Only 38 cases of BA.2 were detected there, while 1,568 cases of the BA.1 subtype were identified.
The situation in Germany is still manageable, but the turning point could come in many countries in the future.
After all, the reports from Denmark are causing concern not only among Danish researchers, but also among international experts.
Based on the data, the US epidemiologist Eric Feigl-Ding, for example, sees two possibilities: either the BA.2 subtype spreads faster or it circumvents immune protection much better than BA.1.
BA.2 could evolve twice as fast as the original version of the omicron mutant, the expert warned, calling for the situation to be taken seriously.
Christina Pagel, a researcher at University College London, echoed her American colleague in arguing that there were “early signs” in England that BA.2 might outperform BA.1.
The British health authority now wants to monitor BA.2 more closely.
Omicron subtype BA.2: Uncertainty about immune resistance and vaccinations - PCR tests probably not reliable
Many experts assume that BA.2 poses a greater risk, but the fact is: too little is known.
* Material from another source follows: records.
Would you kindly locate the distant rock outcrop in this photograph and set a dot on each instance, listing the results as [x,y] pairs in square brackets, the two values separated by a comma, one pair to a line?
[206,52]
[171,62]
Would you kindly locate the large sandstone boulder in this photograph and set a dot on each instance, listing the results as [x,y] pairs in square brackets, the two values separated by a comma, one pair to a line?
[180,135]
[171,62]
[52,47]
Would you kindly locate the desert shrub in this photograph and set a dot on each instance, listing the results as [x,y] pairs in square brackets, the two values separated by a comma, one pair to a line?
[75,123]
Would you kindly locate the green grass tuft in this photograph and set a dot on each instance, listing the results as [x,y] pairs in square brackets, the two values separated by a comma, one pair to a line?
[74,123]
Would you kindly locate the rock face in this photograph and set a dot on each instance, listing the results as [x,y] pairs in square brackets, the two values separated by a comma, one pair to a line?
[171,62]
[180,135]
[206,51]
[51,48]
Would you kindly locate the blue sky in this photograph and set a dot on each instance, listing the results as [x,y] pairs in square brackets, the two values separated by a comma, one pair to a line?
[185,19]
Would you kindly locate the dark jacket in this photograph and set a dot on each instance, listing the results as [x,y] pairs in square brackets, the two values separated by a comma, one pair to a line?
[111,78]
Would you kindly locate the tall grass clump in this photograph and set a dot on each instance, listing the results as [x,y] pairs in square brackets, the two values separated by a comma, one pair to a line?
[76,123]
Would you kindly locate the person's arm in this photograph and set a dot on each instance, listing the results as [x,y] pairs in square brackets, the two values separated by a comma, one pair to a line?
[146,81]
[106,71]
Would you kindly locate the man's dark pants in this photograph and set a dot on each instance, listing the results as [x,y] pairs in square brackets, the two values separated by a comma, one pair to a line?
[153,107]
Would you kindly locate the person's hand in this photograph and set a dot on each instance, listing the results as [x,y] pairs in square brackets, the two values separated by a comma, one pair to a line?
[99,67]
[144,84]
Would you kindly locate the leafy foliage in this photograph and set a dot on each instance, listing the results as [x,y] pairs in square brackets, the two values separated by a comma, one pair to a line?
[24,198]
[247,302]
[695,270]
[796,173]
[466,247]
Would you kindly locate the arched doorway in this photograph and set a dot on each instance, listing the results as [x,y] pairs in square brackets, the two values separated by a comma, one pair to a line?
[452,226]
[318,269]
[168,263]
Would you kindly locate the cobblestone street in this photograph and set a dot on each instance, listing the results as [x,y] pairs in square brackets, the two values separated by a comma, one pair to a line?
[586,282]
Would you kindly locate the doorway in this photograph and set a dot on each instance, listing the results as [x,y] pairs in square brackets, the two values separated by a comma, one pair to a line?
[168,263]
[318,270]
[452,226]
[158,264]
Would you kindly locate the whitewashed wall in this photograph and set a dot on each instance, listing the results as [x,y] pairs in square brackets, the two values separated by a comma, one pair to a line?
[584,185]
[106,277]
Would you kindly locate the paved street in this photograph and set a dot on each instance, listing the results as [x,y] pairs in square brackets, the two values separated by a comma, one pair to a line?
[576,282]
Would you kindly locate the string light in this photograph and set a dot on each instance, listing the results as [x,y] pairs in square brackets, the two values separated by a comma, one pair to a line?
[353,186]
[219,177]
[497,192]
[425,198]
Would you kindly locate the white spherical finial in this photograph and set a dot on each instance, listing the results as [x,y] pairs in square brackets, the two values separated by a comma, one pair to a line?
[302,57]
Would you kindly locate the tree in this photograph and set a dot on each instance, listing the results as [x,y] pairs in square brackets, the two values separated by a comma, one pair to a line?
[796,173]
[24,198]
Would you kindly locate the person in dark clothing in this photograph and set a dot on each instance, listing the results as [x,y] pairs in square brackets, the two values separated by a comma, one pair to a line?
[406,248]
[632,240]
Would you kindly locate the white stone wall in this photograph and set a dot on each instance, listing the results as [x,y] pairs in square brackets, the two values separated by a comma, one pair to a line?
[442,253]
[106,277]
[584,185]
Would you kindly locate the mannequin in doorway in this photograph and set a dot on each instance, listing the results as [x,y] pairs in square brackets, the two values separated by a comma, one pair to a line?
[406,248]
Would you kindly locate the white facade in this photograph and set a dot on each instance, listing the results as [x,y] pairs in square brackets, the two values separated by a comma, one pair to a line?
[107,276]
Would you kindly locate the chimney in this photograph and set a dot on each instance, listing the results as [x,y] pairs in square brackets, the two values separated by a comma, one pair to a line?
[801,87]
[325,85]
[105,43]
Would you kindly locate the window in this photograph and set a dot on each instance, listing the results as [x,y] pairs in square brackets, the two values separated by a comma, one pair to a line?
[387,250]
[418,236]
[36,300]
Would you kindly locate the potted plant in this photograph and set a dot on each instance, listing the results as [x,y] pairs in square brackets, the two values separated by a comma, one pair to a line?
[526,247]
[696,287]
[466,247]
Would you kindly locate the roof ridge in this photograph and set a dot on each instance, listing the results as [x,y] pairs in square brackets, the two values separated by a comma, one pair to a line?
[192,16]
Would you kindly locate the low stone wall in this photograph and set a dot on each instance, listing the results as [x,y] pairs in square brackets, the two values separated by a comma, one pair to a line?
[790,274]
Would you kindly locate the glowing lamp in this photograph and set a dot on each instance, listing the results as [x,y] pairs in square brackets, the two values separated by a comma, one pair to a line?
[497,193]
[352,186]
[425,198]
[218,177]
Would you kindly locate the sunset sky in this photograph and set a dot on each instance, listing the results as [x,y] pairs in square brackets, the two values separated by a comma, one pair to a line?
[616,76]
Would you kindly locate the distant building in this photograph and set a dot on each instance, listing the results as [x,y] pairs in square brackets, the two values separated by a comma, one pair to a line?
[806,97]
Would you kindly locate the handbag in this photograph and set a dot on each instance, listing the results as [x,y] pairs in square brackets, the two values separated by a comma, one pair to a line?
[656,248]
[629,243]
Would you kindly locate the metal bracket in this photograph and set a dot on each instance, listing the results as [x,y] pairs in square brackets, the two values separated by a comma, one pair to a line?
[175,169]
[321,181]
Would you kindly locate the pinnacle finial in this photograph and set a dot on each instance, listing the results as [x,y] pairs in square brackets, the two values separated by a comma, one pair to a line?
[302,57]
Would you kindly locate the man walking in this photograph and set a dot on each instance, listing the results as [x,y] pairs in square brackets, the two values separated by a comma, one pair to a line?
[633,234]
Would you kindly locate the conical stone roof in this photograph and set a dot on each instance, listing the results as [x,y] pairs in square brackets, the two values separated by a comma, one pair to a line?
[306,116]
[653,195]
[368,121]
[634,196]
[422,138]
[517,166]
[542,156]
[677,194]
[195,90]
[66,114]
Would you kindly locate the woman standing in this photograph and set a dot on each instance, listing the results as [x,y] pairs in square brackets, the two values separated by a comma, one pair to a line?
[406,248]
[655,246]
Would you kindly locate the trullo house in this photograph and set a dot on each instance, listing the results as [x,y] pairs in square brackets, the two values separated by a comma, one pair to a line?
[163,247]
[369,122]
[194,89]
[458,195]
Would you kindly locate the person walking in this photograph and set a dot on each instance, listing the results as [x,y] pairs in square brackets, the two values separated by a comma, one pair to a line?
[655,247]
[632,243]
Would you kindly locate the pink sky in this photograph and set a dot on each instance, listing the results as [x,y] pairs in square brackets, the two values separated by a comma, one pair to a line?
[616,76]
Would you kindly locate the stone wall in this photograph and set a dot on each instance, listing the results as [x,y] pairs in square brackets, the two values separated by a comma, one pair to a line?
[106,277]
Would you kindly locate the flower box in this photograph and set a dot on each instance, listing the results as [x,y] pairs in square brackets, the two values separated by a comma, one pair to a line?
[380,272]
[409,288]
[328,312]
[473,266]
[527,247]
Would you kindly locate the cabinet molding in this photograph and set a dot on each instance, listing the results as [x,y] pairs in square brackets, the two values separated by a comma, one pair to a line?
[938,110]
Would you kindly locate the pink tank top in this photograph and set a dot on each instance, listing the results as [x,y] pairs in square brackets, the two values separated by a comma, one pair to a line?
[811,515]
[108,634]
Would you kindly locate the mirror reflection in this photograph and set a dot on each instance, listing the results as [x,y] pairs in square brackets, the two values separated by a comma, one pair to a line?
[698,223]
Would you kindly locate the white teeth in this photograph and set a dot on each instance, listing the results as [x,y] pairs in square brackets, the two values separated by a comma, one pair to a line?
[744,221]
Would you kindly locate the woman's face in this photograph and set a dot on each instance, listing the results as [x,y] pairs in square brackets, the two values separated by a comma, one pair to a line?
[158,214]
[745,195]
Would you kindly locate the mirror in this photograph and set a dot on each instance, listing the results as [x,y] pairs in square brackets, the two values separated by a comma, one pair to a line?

Further research is needed to better assess the situation. Anders Fomsgaard now wants to take the first steps towards this in his institute. "We are now trying to cultivate the virus in the laboratory to test the immune resistance of BA.2 compared to BA.1," he told
Both the immune resistance and the effect of vaccinations and boosters against the subtype are still unknown.
However, one important problem is known: PCR tests are not always reliable in identifying BA.2, since the subvariant lacks a crucial mutation that is immediately apparent in the PCR test.
Incidentally, this is how the subtype earned the name “stealth variant”.
Genome tests are the better alternative to the PCR test here, but this involves a complex process and thus makes tracking more difficult.